Around 8pm last night, I finished Wise Up! For those of you who don't know, this is a musical I've been working on for about two years. It's a full-length play, with a cast of a dozen and about 30 songs, each of which had to be notated and recorded. The first staging of the play will take place in Jan 2011.
I find it tiresome when people talk about the process of working instead of just letting the work talk, but I'm going to indulge in this because, dammit, I finished! This is the first thing I've completed that took years, rather than weeks, months, or a semester, and I have things to say about that!
I have friends who may read this note who have finished things that took years: novels, dissertations, complex code projects. And I'm sure they faced challenges that they hadn't foreseen when they started; challenges related to the sheer length of time and amount of work produced in that time.
For example, there's the matter of internal consistency. Not just factual consistency, but consistency in terms of quality and point of view. Doing this much work causes one to change, grow, and improve, so that the work completed at the start may not resemble the work completed at the end.
There were many such challenges (stamina, maintaining interest, keeping the faith), but the one I'm most interested in, right now, is the challenge of when to say a piece is "done".
What do I mean when I say "done", anyway?
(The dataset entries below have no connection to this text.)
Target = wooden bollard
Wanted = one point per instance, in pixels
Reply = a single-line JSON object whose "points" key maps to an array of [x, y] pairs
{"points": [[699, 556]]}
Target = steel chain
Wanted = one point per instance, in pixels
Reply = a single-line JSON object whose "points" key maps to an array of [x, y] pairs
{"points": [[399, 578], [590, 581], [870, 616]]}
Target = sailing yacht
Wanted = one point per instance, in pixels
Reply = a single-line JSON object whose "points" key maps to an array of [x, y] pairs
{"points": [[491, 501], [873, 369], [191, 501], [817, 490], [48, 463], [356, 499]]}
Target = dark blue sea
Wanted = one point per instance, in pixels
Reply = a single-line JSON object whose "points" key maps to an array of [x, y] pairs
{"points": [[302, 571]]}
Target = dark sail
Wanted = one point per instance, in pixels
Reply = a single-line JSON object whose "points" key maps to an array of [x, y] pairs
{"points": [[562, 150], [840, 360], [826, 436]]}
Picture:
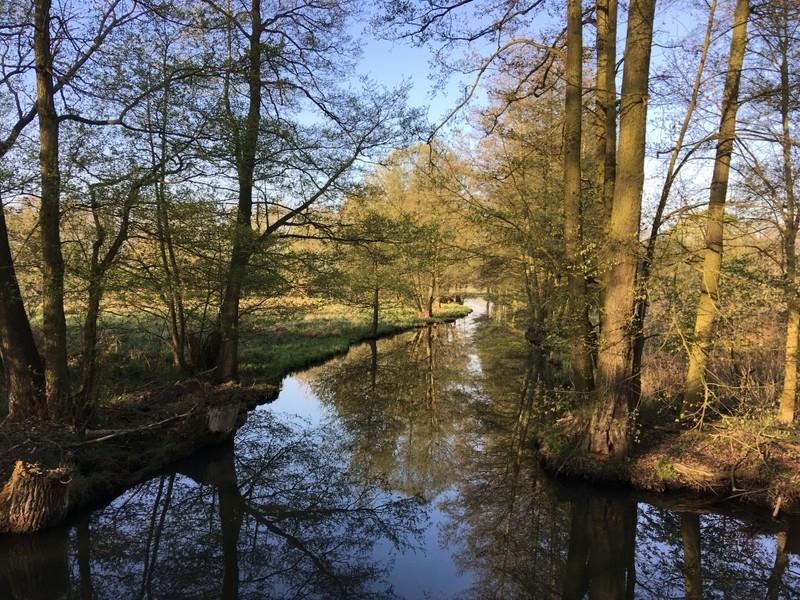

Is what I've written perfect? Could it be added to? Edited? Waitaminute, didn't I finish this play a year ago? And haven't I been hawking tickets to it online for a month? It wasn't completed then?
"Done" is especially problematic in theatre, where scripts often change right up to opening night. And it's not like having a novel printed, where the act of publishing sort of establishes a finish line. Even if hundreds of people see the play, that wouldn't preclude me from changing it later, basically up to the point that I sell it to someone (should that point ever come).
So, yes, it could definitely be improved upon. There are notation inconsistencies. The rehearsal tracks are quick and ugly. There are months of work ahead, should I ever wish to get this piece published or submit it to a festival.
Depending on the play's future, there are thousands of person-hours still to put in. Typically, a full-length musical, properly funded, is more like a movie than anything else, with script doctors, lyricists, book writers, arrangers, and countless assistants and notators putting in time, not to mention everything that the directors and actors who initiate the staging and the roles bring to a first-time production.
By comparison, my work is more like "outsider art": one relatively untrained person's quixotic project that he completes for no other reason than that he must. I'm fortunate to be part of an extended community that can rally, gather talent together, and stage a production like this.
So it's not done. And yet, in another sense, it was done months ago. Actors have had scripts and music in their hands for many weeks, though the scripts have changed a bit and not all the music was ready. And the initial treatment of this play, a much shorter version, but with the same story, was developed a year ago for Peninsula Metropolitan Community Church.
So there've been many "done's" along the way, and there are probably more to come. Yet, despite the multiphasic nature of this work, around 8pm last night, I passed a milestone.
The biggest milestone, really.
Two years ago, I had this idea. Gold, Frank, and Myrrh sounded like fun, evocative drag names. Turning semi-biblical Christmas characters into draq queens would give me the opportunity to write, in a clever and irreverent way, about gender, religion, gay culture, and queer family. I had a lot to say. It took awhile.
And, with music, writing something isn't the same as writing something down. Writing it down can be a tedious process. But now it's done.
The scripts are out there, as are the lead sheets and rehearsal tracks. If I died today, someone (hopefully, the amazing cast and crew of the current production!) could take these materials and present the play in full, intact, as I wrote it.
Yes, mounting a production is a whole other process, and a huge one, and there's much, much to do. But the writing, and the writing things down, are done.
Done.
So what does this mean? What's next?
Well,the multiple hours and days at the computer and piano can let up a little. I sacrificed and endangered a lot to get here, so some things need to be remediated. I can get into the gym more regularly. I can get to class and try to rescue my grades from real calamity.
I'm in a production of Putnam County Spelling Bee at NDNU, where I am in grad school, so I jump right into that.
I have another project already begun that will serve as my Master's Thesis, provided I can keep a high enough G.P.A. to stay in school. I have Christmas at PMCC, and two songs commissioned by members there that are long overdue for completion.
Others will decide what value this play has as art or entertainment. And I will judge it for myself, when I've got a little distance from it. But, for now, what the completion of this play means for me is this: it proves that, whatever my training or ability, I'm not doing this as a hobby. It's something I'm willing to strive for. It's something I've ordered my life around (with indulgence from my longsuffering partner, Cody). It's so much more difficult than the casual songwriting I've done my whole life. But I know that I'll do it again. In fact, I can't wait.